[lbo-talk] Wish I Was In Dixie

bitch at pulpculture.org bitch at pulpculture.org
Mon Nov 19 04:38:48 PST 2007


hmm. I didn't know this about Ventura's essay -- which I was assigned by my tutor, in a history class on American Culture, apparently Ventura's book was all the rage in college campuses at that time and widely taught at Cornell where my tutor was doing his grad work in history dept. (I went to weird school where we had tutors and mentors).

The front page of that site introduces the essay, apparently put up for the enlightenment of the members of BaptistBoard.com, has an intro to the essay in which we learn that the roots of what we glorify, jazz (and perhpas rock'n'roll) and villify (southern evangelist theatrics and Baptist pentacostalism) arise from a common thread: voodoo, which melds a variety of African traditions with Irish pagan religion: <quote> This is a concise, authoritative essay on the history of Rock'n'Roll and its effect on American culture. Required reading in many university music history courses, it first appeared in the L. A. Weekly, and is included in an anthology of Ventura's essays, Shadow Dancing in the USA (St. Martins Press, 1985).
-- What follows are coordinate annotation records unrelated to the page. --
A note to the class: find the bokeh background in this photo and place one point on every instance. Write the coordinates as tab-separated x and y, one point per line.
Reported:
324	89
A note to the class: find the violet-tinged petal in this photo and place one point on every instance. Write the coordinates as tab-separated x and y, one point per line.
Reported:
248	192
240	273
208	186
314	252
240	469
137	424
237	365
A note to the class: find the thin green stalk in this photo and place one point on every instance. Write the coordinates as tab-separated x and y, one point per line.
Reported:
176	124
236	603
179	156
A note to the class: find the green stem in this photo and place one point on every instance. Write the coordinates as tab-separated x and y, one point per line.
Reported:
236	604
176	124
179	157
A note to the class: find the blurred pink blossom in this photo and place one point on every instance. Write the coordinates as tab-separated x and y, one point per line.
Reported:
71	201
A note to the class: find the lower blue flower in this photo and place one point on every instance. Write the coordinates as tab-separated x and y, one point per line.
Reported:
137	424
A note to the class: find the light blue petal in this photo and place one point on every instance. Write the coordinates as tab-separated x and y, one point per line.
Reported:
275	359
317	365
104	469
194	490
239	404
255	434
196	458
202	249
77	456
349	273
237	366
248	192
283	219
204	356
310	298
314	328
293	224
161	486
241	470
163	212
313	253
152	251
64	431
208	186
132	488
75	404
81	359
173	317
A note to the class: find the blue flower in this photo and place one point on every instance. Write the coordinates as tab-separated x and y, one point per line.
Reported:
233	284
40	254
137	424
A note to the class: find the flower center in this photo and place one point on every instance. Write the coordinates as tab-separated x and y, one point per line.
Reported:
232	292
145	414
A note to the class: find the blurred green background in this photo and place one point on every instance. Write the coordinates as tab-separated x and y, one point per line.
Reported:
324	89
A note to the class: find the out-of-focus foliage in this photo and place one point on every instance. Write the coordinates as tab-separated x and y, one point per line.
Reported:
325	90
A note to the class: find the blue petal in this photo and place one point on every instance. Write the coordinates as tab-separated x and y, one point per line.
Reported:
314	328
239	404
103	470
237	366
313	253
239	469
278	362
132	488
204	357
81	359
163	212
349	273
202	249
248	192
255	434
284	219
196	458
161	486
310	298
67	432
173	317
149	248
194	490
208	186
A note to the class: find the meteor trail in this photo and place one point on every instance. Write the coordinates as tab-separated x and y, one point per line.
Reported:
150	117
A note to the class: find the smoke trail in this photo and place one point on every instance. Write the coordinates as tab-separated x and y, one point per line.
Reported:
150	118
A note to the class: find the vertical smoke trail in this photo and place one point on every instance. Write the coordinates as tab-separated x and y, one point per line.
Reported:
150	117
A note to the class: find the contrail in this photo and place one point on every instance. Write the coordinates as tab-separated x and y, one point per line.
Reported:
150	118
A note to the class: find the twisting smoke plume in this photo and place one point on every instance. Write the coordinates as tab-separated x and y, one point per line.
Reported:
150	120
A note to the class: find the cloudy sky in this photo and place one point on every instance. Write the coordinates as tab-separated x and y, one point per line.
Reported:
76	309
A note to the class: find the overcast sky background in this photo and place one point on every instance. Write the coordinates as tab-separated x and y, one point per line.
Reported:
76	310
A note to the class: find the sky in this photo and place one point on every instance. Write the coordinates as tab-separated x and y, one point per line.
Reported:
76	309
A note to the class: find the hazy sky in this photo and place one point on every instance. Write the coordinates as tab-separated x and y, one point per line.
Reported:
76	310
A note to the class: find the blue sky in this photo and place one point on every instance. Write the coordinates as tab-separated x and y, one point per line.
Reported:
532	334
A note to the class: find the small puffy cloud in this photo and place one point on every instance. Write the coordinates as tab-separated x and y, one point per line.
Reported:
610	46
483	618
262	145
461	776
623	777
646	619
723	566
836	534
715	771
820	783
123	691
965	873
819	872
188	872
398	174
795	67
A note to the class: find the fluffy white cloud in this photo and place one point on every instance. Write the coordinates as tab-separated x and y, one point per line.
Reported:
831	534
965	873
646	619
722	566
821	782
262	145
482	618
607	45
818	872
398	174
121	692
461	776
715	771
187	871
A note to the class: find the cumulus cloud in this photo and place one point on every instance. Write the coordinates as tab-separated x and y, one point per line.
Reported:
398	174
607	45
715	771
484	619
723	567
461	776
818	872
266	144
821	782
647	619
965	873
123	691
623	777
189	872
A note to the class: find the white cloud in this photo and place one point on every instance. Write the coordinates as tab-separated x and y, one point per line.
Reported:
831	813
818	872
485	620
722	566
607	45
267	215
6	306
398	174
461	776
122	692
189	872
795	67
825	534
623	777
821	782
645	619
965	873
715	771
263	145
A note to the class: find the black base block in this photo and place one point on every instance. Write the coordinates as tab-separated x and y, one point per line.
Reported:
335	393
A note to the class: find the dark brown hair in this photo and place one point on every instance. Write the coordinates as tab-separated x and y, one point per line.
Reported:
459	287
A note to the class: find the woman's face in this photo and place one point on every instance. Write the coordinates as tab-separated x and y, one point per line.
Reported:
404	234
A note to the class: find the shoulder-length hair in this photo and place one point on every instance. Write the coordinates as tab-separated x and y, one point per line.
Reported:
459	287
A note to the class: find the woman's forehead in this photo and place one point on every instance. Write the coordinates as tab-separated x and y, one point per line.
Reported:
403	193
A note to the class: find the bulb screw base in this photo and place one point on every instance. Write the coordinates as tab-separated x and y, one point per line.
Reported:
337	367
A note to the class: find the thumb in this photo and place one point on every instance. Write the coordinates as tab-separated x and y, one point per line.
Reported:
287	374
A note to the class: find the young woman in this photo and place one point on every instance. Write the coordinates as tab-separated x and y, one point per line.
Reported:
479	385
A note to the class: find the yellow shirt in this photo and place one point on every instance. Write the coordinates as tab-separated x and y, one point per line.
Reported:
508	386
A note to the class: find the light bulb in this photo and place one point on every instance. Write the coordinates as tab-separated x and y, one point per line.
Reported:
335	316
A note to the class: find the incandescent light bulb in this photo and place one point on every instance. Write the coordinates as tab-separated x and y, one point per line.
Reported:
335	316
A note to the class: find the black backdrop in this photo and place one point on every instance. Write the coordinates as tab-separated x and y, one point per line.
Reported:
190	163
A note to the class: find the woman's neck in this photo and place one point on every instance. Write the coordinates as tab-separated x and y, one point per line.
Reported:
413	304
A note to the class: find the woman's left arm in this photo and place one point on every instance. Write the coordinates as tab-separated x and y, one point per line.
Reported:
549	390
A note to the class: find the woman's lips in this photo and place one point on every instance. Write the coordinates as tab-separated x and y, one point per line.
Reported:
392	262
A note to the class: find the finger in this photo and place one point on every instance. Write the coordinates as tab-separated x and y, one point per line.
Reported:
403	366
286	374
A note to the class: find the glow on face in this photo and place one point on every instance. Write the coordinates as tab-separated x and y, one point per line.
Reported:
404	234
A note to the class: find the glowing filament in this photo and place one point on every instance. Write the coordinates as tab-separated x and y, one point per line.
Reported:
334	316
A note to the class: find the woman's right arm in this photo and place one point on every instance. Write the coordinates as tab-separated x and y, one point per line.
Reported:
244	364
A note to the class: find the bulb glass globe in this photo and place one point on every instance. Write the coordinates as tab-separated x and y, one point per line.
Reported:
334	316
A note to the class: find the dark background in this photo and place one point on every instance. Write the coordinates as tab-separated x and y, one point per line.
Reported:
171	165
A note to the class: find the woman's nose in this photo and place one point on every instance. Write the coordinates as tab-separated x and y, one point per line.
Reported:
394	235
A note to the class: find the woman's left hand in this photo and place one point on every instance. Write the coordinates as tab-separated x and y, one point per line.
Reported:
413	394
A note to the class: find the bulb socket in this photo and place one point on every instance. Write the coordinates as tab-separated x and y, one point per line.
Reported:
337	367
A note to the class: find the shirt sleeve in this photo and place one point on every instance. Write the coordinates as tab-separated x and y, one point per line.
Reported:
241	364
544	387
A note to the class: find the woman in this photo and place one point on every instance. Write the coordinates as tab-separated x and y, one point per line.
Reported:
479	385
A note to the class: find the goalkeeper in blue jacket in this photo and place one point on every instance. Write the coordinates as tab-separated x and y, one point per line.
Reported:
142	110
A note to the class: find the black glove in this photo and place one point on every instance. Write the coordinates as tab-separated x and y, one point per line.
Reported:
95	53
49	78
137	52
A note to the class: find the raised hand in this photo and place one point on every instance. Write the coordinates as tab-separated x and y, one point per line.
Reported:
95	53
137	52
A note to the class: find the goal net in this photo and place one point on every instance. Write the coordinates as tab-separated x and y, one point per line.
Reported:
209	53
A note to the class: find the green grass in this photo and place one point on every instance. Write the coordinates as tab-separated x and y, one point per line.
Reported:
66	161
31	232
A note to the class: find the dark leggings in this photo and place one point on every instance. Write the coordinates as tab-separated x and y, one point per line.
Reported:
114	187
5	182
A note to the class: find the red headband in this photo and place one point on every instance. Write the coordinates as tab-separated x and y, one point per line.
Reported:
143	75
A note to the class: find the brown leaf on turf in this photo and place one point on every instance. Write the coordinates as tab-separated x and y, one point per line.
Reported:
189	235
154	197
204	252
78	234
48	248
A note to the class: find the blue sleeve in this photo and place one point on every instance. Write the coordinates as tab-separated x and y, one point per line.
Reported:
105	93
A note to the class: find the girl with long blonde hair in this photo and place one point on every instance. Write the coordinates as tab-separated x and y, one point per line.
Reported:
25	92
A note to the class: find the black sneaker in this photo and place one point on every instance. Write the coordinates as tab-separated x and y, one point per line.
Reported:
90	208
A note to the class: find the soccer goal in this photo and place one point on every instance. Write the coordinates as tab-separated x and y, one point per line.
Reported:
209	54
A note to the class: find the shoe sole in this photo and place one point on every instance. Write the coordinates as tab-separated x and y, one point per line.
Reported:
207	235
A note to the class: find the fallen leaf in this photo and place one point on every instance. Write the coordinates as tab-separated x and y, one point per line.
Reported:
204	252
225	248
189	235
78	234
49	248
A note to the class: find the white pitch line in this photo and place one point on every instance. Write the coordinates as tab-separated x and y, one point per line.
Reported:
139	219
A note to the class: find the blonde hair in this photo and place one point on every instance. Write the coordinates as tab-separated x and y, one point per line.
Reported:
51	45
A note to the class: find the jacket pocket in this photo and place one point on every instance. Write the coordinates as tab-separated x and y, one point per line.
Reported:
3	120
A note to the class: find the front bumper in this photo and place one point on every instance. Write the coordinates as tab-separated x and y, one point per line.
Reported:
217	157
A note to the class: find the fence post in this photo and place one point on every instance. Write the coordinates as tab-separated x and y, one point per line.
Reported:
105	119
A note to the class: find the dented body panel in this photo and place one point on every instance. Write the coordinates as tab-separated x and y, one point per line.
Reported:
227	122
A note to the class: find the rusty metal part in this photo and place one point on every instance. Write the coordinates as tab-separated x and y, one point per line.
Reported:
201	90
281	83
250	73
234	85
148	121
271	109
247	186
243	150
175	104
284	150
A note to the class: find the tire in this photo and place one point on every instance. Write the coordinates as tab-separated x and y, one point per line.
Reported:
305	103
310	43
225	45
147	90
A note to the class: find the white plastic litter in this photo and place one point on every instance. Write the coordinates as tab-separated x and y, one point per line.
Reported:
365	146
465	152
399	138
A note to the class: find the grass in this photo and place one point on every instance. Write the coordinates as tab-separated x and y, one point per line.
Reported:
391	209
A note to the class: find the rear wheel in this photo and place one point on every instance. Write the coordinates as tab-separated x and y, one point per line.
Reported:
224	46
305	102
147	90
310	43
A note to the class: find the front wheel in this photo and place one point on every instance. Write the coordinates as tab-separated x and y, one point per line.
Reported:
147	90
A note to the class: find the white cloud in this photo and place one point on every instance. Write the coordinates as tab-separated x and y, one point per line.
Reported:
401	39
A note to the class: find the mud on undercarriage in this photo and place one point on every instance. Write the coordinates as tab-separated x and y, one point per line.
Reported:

Ventura asserts that rock music in all its forms is incompatible with Christian doctrine, and that it was a necessary development to heal the "mind-body split," a wound inflicted upon American culture by the narrow, puritanical teachings of Protestant Christianity.

It reappeared in two parts in the Spring and Summer issues of Whole Earth Review (1987) with the following preface: With unexpected, compelling evidence, Michael Ventura asserts that rock music, TV evangelism theatrics, Baptist pentecostalism, jazz, and much else of our pop culture has its parenthood in voodoo.